What you publish today, what you give to others - who may store it in a database and then lose it (just look at all the hard disks, laptops, USB keys recently lost by the Government and banks) -, what is obtained on you (through surveillance or sousveillance) or what information you reveal when achieving some specific goals such as a search query (see Gregory Conti's Could Googling take down a president?) or posting a geo-tagged picture (see Jan Chipchase's Great to see you. Just not around here) may haunt you when you least expect it. It can be reused in a different context, you need to share your health data with your GP, you may be ok sharing it on the NHS Spine (if not see the Big Opt Out how-to), but you're unlikely to want it widely available to insurers. It can also resurface years later in a completely different context such as a potential employer or spouse checking on you.
Living as a hermit recluse from society is not an option, at least not for most of us so we should look for other ways to tackle this issue which will grow in severity. You can't avoid surveillance, sousveillance and unanticipated use of information leakages, but you do have the choice of making it worse by blindly adopting the wisdom of the techno utopian crowd and actively share your life with the world. Twittering your minute actions (surely the only thing you should ever twitter is 'I'm posting a twit'?), upload in near real-time your geo-located pictures, stream live your latest ramblings, dribble a stream of (un)consciousness on your blog (and repost your twits on it), etc.
Forgetting is difficult. We all have a tendency to retain things 'just in case' and even if you do decide to delete some data, as it is copied, cached, backed up, etc., how can you be sure you've effectively destroyed all traces of it? For example, this is a question with no answer for the few people managing to get off the National DNA Database. The issue was highlighted in a recent a CTO storage roundtable feature (published in the August 2008 issue of Communications of the ACM) exploring near-term challenges and opportunities facing the commercial computing community:
MACHE CREEGER: Now that we all agree that there should be a way to make information have some sort of time-to-live or be able to disappear at some future direction, what recommendations can we make?
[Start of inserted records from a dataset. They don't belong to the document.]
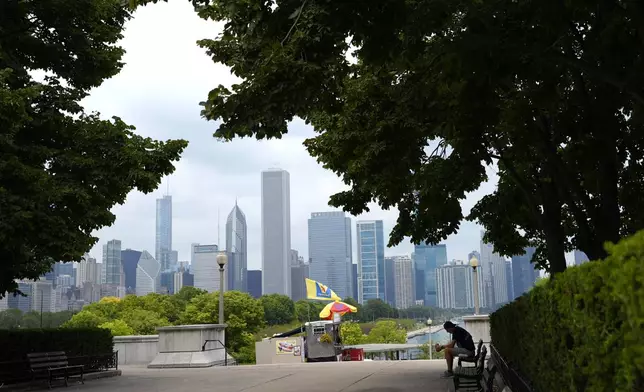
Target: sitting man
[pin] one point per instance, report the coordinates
(463, 342)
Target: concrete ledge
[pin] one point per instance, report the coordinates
(99, 375)
(191, 327)
(136, 339)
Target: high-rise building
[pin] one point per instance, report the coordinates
(148, 274)
(163, 240)
(205, 268)
(130, 260)
(276, 232)
(112, 266)
(299, 272)
(580, 257)
(88, 270)
(371, 260)
(354, 284)
(509, 280)
(255, 283)
(403, 278)
(330, 250)
(455, 286)
(43, 296)
(523, 273)
(390, 281)
(237, 249)
(18, 301)
(429, 257)
(493, 271)
(485, 287)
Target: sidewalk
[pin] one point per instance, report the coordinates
(368, 376)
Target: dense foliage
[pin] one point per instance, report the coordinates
(14, 318)
(583, 330)
(384, 331)
(61, 169)
(550, 93)
(16, 343)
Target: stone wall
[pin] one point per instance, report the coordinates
(136, 350)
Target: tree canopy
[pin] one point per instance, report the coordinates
(412, 100)
(62, 169)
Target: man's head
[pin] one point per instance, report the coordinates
(449, 326)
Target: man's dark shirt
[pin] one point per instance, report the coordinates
(463, 339)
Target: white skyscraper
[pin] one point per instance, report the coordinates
(403, 282)
(276, 232)
(330, 251)
(455, 285)
(163, 240)
(237, 249)
(148, 272)
(205, 268)
(493, 269)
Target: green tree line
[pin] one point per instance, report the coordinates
(245, 316)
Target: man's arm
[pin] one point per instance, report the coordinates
(440, 347)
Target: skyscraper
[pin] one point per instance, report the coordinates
(455, 286)
(205, 268)
(484, 286)
(390, 281)
(130, 260)
(237, 249)
(330, 251)
(148, 274)
(580, 257)
(429, 257)
(493, 268)
(523, 273)
(112, 266)
(254, 279)
(371, 260)
(276, 232)
(404, 297)
(299, 273)
(163, 242)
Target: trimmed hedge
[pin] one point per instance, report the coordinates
(17, 343)
(583, 330)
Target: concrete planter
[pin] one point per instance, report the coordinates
(181, 346)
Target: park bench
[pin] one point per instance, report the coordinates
(471, 359)
(475, 378)
(54, 366)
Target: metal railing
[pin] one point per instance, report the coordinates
(510, 376)
(223, 346)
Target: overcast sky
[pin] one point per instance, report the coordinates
(165, 77)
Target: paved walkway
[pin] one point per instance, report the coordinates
(368, 376)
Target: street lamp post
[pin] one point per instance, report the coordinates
(222, 259)
(429, 325)
(474, 262)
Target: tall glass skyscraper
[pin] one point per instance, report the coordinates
(427, 258)
(112, 266)
(371, 260)
(163, 242)
(276, 232)
(523, 273)
(237, 249)
(330, 251)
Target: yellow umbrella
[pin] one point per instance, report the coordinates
(336, 307)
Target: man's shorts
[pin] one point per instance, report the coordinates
(462, 351)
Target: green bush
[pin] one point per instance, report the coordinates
(583, 330)
(17, 343)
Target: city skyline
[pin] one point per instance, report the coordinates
(212, 174)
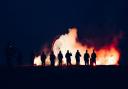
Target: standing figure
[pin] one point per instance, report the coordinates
(52, 58)
(86, 58)
(19, 58)
(77, 56)
(68, 57)
(93, 58)
(43, 58)
(60, 57)
(10, 53)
MARGO SELTZER: There's a fundamental conflict here. We know how to do real deletion using encryption, but for every benefit there's a cost. As an industry, people have already demonstrated that the cost for security is too high. Why are our systems insecure? No one is willing to pay the cost in either usability or performance to have true security. In terms of deletion, there's a similar cost-benefit relationship. There is a way to provide the benefit, but the cost in terms of risk of losing data forever is so high that there's a tension. This fundamental tension is never going to be fully resolved unless we come up with a different technology.
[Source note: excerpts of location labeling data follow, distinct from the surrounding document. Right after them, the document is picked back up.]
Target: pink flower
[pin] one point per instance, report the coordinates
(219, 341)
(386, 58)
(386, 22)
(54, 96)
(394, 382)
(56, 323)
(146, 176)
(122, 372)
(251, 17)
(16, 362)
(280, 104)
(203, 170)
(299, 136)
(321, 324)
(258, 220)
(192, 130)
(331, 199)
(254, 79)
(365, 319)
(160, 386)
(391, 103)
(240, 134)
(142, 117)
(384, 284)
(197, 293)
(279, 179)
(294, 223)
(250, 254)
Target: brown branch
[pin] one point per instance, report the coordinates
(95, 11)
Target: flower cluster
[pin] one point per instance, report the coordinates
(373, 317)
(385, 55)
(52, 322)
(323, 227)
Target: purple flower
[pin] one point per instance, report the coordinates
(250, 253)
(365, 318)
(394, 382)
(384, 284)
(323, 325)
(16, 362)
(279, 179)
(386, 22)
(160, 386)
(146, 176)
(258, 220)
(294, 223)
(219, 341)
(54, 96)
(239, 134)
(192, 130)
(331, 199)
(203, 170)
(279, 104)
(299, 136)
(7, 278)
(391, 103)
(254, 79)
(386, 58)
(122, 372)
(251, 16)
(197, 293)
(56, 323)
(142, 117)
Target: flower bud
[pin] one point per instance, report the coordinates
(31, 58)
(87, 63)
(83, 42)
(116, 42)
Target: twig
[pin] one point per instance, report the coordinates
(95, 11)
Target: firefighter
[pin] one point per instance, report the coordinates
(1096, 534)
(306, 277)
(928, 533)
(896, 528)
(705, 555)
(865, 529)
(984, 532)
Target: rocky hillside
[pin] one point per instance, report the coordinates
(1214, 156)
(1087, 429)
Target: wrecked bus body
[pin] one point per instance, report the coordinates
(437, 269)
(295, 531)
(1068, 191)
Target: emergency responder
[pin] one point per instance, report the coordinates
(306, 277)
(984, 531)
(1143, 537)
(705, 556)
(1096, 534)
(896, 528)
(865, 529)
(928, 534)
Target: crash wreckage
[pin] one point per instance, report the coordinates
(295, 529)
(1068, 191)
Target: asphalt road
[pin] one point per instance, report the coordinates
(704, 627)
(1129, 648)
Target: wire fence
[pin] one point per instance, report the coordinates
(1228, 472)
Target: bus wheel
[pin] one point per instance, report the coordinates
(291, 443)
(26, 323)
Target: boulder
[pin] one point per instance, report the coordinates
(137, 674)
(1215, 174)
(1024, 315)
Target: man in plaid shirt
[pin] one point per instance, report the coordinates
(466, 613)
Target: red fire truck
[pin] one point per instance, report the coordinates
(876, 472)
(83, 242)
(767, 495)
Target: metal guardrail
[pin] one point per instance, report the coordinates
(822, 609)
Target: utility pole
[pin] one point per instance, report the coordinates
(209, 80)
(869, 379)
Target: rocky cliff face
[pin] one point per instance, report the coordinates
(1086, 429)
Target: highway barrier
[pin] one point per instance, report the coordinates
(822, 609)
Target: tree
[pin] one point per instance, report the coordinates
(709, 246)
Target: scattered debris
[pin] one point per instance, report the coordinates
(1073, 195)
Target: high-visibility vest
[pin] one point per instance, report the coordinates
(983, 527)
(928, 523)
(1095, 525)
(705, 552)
ERIC BREWER: If what you want is time to change your mind, we could just wait awhile to throw away the key.
MARGO SELTZER: The best approach I've heard is that you throw away bits of the key over time. Throwing away one bit of the key allows recovery with a little bit of effort. Throw away the second bit and it becomes harder, and so on.
ERIC BREWER: But ultimately you're either going to be able to make it go away or you're not. You have to be willing to live with what it means to delete. Experience always tells us that there's regret when you delete something you would rather keep.
(An unexpressed assumption in the dialogue above is that the cryptographic algorithms used will never be broken.)
One approach is to adopt what has worked sufficiently well for other issues. This is the conclusion reached by Daniel J. Weitzner, Harold Abelson, Tim Berners-Lee, Joan Feigenbaum, James Hendler, and Gerald Jay Sussman in Information Accountability (published as an MIT Computer Science and Artificial Intelligence Laboratory Technical Report in June 2007):
[I]nformation accountability through policy awareness, while a departure from traditional computer and network systems policy techniques, is actually far more consistent with the way that legal rules traditionally work in democratic societies. Computer systems depart from the norm of social systems in that they seek to enforce rules up front by precluding any possibility of violation, generally through the application of strong cryptographic techniques. In contrast, the vast majority or rules we live by have high levels of actual compliance without actually forcing people to comply. Rather we follow rules because we are aware of what they are and because we know there will be consequences, after the fact, if we violate them, and we trust in our democratic systems to keep rules and enforcement reasonable and fair. We believe that technology will better support freedom by relying on these social compacts rather than by seeking to supplant them.
Data protection legislation, only available in some countries, is such an example. It requires organisations that collect personal information to state the purposes of use and not to keep the data longer than necessary. Unfortunately, information commissioners often do not have enough resources or enforcement power to make consequences of breach serious.
This month is the 25th birthday of the GNU project that led Richard Stallman to write the GPL and LGPL free software licenses. This has been a very successful use of legal compacts to ensure a set of freedoms for software users. We need to figure out and negotiate what set of societal rules we must follow to ensure information accountability.